Retailers’ merchant teams are also using specialized genAI tools and assistants to quickly translate data and trends to inform product decisions. AI solutions are also fueling demand and inventory forecasting for companies like Amazon, JD.com, and Coupang.
Notably, AI-powered tools are not limited to digital or online use. Several retailers have developed AI solutions to enhance the in-store shopping experience and make it more efficient. 7-Eleven is partnering with Sony Semiconductor Solutions to track customer activity in aisles using vision detection. Home Depot, Target, Walmart, and others have also deployed specialized genAI assistants and agents to provide store associates with quick answers to customer questions.
Looking ahead
While access to capital and AI firepower is helping Amazon, OpenAI, and Google lead the way in AI’s retail deployment, retail “natives” may have some advantages in the long run. Walmart, Coupang, and other major competitors have easy access to transaction data, an understanding of the retail value chain, and a built-in supply chain and fulfillment structure. In addition, many of the retailers on this list also have stores, where roughly 82% of all US retail sales still occur, giving them a continued profit source as well as a broader view of how consumers shop.

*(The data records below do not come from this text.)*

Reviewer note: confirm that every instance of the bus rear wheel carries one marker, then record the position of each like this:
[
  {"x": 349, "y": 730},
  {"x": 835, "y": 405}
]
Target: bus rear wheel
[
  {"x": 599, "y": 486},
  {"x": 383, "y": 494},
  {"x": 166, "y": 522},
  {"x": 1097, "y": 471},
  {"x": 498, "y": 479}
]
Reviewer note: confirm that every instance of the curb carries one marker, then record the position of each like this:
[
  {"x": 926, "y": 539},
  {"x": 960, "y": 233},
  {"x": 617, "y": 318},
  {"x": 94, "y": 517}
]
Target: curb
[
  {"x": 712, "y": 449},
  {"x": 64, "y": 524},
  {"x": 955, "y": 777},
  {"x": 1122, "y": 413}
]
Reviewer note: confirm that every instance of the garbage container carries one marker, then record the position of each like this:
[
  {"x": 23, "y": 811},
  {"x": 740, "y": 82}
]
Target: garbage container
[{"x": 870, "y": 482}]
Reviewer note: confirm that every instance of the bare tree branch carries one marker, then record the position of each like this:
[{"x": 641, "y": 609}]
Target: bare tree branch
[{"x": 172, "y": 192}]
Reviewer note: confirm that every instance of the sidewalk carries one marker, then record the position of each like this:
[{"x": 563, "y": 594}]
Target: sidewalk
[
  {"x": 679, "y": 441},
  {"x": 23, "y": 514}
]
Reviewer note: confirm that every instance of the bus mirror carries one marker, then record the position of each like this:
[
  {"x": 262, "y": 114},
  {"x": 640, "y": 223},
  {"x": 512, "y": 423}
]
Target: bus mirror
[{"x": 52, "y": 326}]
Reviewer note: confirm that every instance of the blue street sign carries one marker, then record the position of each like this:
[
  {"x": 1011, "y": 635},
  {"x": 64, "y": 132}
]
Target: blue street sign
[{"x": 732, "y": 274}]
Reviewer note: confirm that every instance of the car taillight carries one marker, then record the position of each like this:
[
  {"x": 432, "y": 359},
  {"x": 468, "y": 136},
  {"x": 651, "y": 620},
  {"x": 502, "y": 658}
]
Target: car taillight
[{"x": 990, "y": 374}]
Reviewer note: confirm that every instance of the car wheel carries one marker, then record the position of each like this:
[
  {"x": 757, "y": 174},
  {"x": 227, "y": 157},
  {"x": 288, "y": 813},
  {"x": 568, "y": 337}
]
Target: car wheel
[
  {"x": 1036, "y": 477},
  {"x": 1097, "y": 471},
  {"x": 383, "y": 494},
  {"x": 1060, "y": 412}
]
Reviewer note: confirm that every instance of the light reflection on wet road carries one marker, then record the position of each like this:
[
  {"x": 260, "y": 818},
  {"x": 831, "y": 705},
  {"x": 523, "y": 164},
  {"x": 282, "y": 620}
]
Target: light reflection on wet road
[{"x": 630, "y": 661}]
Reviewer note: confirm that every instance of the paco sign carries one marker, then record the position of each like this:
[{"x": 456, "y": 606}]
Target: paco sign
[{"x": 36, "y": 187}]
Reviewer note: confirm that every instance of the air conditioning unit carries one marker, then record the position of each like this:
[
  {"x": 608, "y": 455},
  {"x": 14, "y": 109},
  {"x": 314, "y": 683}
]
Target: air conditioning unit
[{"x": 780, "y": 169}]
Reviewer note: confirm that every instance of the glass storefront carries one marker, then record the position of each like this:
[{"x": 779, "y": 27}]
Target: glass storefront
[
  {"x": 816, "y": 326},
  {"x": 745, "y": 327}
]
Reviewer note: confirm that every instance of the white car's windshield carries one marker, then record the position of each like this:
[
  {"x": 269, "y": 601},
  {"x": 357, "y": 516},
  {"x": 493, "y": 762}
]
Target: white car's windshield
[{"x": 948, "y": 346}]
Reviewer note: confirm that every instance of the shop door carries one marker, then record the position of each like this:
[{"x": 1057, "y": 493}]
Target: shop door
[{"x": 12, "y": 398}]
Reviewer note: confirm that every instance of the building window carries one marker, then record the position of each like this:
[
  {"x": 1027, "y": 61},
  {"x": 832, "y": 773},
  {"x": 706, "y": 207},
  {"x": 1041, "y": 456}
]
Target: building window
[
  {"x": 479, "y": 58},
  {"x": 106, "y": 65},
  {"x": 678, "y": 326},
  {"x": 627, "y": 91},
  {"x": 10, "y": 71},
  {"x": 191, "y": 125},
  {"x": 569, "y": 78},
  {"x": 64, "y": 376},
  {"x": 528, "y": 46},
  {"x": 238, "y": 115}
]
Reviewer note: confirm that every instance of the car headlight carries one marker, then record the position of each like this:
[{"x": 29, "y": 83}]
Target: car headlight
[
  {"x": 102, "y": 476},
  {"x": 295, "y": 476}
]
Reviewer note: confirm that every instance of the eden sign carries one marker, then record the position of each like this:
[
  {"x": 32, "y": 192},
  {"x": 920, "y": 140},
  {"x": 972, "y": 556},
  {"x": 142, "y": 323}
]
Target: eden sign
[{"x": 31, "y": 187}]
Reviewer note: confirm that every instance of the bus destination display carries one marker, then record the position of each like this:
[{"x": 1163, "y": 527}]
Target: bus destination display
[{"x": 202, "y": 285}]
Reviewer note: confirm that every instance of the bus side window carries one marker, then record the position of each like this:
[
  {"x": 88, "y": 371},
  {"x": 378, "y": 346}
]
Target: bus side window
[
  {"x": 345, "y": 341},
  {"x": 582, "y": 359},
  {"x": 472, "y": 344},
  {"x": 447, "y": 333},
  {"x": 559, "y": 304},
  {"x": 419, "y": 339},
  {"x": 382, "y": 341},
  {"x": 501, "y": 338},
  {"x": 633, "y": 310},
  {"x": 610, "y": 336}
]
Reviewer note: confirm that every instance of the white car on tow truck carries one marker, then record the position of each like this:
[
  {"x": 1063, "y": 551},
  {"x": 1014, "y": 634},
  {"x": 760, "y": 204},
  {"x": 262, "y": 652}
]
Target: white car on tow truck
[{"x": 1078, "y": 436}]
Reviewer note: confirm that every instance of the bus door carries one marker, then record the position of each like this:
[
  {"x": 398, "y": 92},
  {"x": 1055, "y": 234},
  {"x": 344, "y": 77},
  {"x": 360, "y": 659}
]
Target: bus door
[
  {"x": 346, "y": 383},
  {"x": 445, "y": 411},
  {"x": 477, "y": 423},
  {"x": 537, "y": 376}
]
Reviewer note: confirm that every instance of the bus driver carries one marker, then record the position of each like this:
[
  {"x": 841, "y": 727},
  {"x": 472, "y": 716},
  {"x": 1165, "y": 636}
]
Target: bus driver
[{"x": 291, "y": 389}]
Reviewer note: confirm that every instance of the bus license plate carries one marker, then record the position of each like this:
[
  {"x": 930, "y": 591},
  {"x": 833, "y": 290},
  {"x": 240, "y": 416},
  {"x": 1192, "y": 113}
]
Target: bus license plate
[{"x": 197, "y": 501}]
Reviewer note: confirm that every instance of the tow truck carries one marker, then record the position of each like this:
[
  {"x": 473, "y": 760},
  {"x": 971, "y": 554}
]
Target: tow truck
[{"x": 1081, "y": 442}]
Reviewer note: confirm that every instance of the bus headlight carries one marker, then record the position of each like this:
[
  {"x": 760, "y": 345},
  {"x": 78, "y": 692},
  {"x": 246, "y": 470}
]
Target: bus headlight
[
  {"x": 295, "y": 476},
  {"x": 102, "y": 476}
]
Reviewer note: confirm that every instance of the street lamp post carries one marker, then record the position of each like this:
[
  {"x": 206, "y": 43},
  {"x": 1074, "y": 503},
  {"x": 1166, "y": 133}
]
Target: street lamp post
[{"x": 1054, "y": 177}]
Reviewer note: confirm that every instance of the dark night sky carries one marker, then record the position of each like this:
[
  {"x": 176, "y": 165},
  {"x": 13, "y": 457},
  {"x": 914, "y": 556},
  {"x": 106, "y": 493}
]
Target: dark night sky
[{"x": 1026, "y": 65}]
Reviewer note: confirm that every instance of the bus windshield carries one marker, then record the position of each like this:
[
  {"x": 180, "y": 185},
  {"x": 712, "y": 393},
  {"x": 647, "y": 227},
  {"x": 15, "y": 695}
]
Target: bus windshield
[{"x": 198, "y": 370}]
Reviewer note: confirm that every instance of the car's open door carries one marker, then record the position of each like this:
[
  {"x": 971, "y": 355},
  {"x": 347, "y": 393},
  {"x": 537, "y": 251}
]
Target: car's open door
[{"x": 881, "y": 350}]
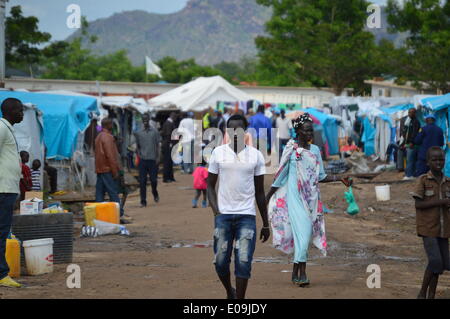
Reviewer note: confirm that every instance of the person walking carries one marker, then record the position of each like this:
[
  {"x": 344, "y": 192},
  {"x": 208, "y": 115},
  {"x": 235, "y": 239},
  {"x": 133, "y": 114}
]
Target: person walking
[
  {"x": 107, "y": 165},
  {"x": 411, "y": 128},
  {"x": 200, "y": 176},
  {"x": 295, "y": 209},
  {"x": 432, "y": 201},
  {"x": 284, "y": 126},
  {"x": 167, "y": 144},
  {"x": 147, "y": 141},
  {"x": 10, "y": 174},
  {"x": 263, "y": 126},
  {"x": 240, "y": 170},
  {"x": 186, "y": 127},
  {"x": 26, "y": 183},
  {"x": 429, "y": 135}
]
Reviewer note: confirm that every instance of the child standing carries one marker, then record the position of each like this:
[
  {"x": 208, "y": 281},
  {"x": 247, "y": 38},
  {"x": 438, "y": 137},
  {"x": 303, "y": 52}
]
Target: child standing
[
  {"x": 432, "y": 196},
  {"x": 36, "y": 175},
  {"x": 200, "y": 175},
  {"x": 25, "y": 181}
]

That said, agents’ entry into shopping has the power to turn the traditional customer journey on its head. We believe that companies already owning critical distribution and financial services infrastructure, in addition to AI innovation, are best positioned to own the customer relationship — putting big tech leaders like Apple, OpenAI, and Google in the driver’s seat. To stay competitive, retailers and other consumer-facing businesses must quickly build partnerships with big tech and other agent leaders or risk consumers excluding them from their buying decisions.